Ms. Kozak was diagnosed with ovarian cancer in 2010, and has been fighting through the disease and treatments since. As an activity for her Art Expanded  class, she has allowed students, Maria Ivanushkina, Colby Ward, and Gary Yeng, to imprint henna tattoos on her head, which is completely hairless.

“The energy from it and the feeling, the love from it…is the best thing. And you never know how its going to be until it happens. They were excited about it but kind of like “eh” whatever. And then once they got started they enjoyed it. I was getting kind of back and forth from people, ‘I can’t believe your shaving off your head when you actually have hair.’ I said well its really kind of dead, which it was, it was just fuzz, but I said wednesday afternoon…why I even doubted it, its so powerful.”

Henna tattoos are temporary tattoos that last for nearly one month, and are not as dark as an ordinary tattoo.

The designs on Ms. Kozak’s head (visible in the pictures) are representations of healing and good energy, which Ms. Kozak believes will help her through this process.

Ms. Kozak went on a cancer treatment drug trial this past summer that initially seemed hopeful but eventually stopped working. While on the experimental drug treatment, she could not eat, which caused much weight loss.

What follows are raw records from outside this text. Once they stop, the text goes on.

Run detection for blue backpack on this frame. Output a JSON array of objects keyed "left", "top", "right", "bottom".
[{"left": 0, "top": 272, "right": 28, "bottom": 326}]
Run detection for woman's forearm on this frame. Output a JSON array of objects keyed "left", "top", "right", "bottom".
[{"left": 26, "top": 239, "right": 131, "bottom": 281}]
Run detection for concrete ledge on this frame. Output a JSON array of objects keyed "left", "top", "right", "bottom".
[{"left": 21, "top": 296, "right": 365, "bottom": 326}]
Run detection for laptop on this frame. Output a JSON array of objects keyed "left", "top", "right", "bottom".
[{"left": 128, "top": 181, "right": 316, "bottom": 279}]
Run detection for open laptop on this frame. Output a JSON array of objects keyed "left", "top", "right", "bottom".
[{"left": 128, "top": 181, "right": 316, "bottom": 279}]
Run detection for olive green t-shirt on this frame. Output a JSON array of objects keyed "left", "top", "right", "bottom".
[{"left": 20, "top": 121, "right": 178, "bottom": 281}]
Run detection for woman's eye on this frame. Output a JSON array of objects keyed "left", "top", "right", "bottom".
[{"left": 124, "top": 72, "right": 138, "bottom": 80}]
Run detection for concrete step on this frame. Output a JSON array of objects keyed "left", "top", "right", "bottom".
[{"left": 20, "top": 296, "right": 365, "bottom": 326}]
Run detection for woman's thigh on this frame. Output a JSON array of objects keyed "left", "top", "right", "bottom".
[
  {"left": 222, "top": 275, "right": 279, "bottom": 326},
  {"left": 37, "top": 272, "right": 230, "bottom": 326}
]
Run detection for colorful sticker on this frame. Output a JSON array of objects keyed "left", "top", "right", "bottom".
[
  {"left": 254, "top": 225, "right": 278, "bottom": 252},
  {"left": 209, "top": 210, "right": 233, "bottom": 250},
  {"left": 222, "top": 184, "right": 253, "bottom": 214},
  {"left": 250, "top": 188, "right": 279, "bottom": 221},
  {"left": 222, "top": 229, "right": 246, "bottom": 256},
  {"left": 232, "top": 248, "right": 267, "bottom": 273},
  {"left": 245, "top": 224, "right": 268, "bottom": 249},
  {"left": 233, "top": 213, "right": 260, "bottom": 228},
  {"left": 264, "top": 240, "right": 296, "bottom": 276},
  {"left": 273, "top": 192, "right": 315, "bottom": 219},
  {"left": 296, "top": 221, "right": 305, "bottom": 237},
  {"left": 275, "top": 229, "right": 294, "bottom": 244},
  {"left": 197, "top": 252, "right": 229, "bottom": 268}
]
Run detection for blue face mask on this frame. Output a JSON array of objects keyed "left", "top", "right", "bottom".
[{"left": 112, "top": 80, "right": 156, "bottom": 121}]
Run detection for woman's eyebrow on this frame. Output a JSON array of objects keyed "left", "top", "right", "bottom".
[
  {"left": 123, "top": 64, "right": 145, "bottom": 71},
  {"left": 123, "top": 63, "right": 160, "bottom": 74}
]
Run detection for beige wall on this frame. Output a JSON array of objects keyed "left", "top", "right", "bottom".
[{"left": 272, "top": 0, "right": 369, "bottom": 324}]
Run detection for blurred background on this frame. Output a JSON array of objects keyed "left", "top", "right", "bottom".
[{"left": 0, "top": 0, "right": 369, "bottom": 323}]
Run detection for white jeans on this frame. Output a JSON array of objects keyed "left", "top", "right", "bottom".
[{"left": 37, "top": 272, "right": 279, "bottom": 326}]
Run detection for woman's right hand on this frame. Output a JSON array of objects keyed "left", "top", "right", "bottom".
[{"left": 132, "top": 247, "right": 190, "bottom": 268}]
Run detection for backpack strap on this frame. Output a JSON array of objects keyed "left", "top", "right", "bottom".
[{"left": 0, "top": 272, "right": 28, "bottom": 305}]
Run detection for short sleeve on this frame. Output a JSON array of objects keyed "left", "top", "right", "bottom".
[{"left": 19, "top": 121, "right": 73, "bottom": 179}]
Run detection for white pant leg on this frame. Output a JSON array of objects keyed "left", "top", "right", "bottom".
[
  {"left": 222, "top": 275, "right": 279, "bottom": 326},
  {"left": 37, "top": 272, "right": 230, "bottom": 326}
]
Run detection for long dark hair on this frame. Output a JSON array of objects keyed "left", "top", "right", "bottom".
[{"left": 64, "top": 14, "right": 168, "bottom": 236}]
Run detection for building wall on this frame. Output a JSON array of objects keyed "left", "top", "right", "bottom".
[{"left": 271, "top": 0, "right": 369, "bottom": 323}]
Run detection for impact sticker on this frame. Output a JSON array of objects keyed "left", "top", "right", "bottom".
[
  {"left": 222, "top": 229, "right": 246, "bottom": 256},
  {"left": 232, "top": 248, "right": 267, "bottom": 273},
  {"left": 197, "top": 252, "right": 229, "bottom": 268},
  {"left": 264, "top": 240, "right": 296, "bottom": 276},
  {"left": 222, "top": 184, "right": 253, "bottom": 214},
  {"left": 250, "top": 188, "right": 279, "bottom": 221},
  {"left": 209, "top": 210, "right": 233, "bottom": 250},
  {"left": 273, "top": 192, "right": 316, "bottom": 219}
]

“It’s been a long process,” she says, “I’ve had so many problems, and now I can’t feel my fingers and my toes and my tongue. I can’t taste anything. They’re all side effects.”

Despite the miserable side effects, lately she says her counts have been going down, as in her cancer marker numbers.

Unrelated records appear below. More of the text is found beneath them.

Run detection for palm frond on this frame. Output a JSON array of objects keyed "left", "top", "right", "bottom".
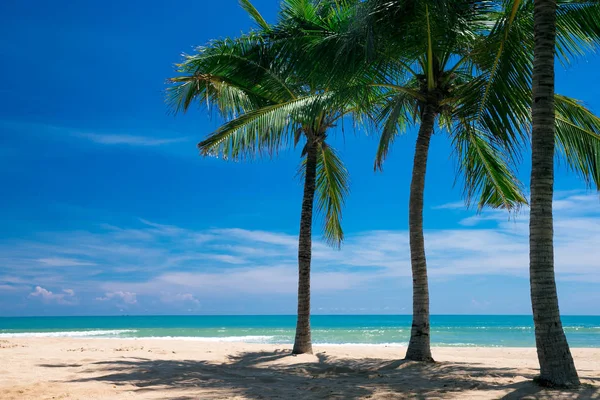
[
  {"left": 316, "top": 143, "right": 350, "bottom": 247},
  {"left": 554, "top": 94, "right": 600, "bottom": 190},
  {"left": 452, "top": 123, "right": 527, "bottom": 210},
  {"left": 198, "top": 94, "right": 329, "bottom": 161},
  {"left": 239, "top": 0, "right": 271, "bottom": 33},
  {"left": 374, "top": 93, "right": 415, "bottom": 171}
]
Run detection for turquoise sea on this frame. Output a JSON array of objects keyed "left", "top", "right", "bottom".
[{"left": 0, "top": 315, "right": 600, "bottom": 347}]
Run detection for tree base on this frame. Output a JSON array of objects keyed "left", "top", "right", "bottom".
[
  {"left": 292, "top": 344, "right": 313, "bottom": 355},
  {"left": 533, "top": 375, "right": 581, "bottom": 389},
  {"left": 404, "top": 354, "right": 435, "bottom": 364}
]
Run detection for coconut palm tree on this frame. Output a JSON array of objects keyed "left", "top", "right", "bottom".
[
  {"left": 529, "top": 0, "right": 579, "bottom": 386},
  {"left": 169, "top": 0, "right": 371, "bottom": 354},
  {"left": 280, "top": 0, "right": 600, "bottom": 361}
]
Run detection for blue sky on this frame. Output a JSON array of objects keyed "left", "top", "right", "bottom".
[{"left": 0, "top": 0, "right": 600, "bottom": 316}]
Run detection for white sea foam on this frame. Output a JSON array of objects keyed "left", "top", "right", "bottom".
[
  {"left": 0, "top": 329, "right": 137, "bottom": 338},
  {"left": 313, "top": 342, "right": 408, "bottom": 347},
  {"left": 129, "top": 336, "right": 275, "bottom": 343}
]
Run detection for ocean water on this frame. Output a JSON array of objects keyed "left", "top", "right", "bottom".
[{"left": 0, "top": 315, "right": 600, "bottom": 347}]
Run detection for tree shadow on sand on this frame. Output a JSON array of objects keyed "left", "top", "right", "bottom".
[{"left": 44, "top": 350, "right": 600, "bottom": 400}]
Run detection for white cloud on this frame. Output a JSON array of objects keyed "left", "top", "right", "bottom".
[
  {"left": 0, "top": 192, "right": 600, "bottom": 304},
  {"left": 160, "top": 292, "right": 200, "bottom": 306},
  {"left": 96, "top": 291, "right": 137, "bottom": 304},
  {"left": 29, "top": 286, "right": 77, "bottom": 305},
  {"left": 36, "top": 257, "right": 96, "bottom": 267},
  {"left": 74, "top": 133, "right": 187, "bottom": 146}
]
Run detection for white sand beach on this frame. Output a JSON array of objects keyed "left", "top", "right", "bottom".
[{"left": 0, "top": 338, "right": 600, "bottom": 400}]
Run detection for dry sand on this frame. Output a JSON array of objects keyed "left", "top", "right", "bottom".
[{"left": 0, "top": 338, "right": 600, "bottom": 400}]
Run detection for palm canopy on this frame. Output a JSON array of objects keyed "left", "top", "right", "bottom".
[
  {"left": 271, "top": 0, "right": 600, "bottom": 209},
  {"left": 168, "top": 0, "right": 378, "bottom": 246}
]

“I’ve been on (the treatment) since September, and my numbers have been going down…and I’m having a scan on the 22nd so my hope is that we can lessen how much chemo I do… I’m hoping that as we get the results on this scan that I can get a little bit of a break, because I’d like to travel…I’ve been pretty much straight treatments.”

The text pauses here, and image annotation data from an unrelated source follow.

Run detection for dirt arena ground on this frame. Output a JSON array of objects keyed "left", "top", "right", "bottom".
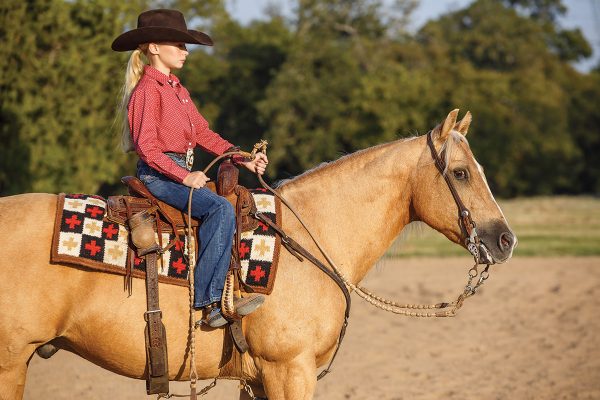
[{"left": 25, "top": 256, "right": 600, "bottom": 400}]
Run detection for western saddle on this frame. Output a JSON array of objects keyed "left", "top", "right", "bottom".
[{"left": 112, "top": 159, "right": 258, "bottom": 394}]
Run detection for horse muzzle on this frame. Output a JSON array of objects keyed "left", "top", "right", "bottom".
[{"left": 478, "top": 224, "right": 517, "bottom": 264}]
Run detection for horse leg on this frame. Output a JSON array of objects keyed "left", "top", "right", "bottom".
[
  {"left": 0, "top": 343, "right": 35, "bottom": 400},
  {"left": 240, "top": 383, "right": 268, "bottom": 400},
  {"left": 261, "top": 355, "right": 317, "bottom": 400}
]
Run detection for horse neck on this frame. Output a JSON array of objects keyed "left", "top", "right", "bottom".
[{"left": 281, "top": 138, "right": 424, "bottom": 283}]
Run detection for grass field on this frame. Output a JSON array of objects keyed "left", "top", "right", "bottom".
[{"left": 386, "top": 196, "right": 600, "bottom": 257}]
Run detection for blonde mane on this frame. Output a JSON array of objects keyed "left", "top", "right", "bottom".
[
  {"left": 275, "top": 130, "right": 469, "bottom": 188},
  {"left": 276, "top": 136, "right": 417, "bottom": 188}
]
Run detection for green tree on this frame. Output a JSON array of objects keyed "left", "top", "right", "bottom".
[
  {"left": 259, "top": 0, "right": 422, "bottom": 177},
  {"left": 417, "top": 0, "right": 591, "bottom": 196},
  {"left": 0, "top": 0, "right": 140, "bottom": 195}
]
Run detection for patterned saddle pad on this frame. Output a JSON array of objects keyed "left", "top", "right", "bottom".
[{"left": 51, "top": 189, "right": 281, "bottom": 294}]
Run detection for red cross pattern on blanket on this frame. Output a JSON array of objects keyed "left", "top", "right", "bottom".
[{"left": 52, "top": 194, "right": 188, "bottom": 284}]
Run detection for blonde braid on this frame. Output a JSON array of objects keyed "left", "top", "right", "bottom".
[{"left": 117, "top": 44, "right": 148, "bottom": 152}]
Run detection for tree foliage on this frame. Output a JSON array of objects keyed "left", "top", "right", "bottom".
[{"left": 0, "top": 0, "right": 600, "bottom": 196}]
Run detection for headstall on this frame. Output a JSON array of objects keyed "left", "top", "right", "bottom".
[{"left": 427, "top": 131, "right": 491, "bottom": 264}]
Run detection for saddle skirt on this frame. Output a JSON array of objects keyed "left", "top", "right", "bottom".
[{"left": 51, "top": 185, "right": 281, "bottom": 294}]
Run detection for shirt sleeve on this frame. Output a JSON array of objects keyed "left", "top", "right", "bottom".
[
  {"left": 186, "top": 93, "right": 233, "bottom": 155},
  {"left": 128, "top": 87, "right": 189, "bottom": 183}
]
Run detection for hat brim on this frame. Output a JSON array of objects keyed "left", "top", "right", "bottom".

Through the draining process Ms. Kozak has feels that being at school is what really helps her through such difficult times.

“You just kind of go with it, you know, and energy wise though, I feel pretty good. And it is the same thing you know, you guys do it. That’s why I come to work everyday, its just so awesome. Its a huge contribution. People ask me all the time ‘are you still working’ and I’m like (confidently) ‘yeah.’ You guys keep me going. I told Mr. Mahler he’ll have to wheel me out of here.”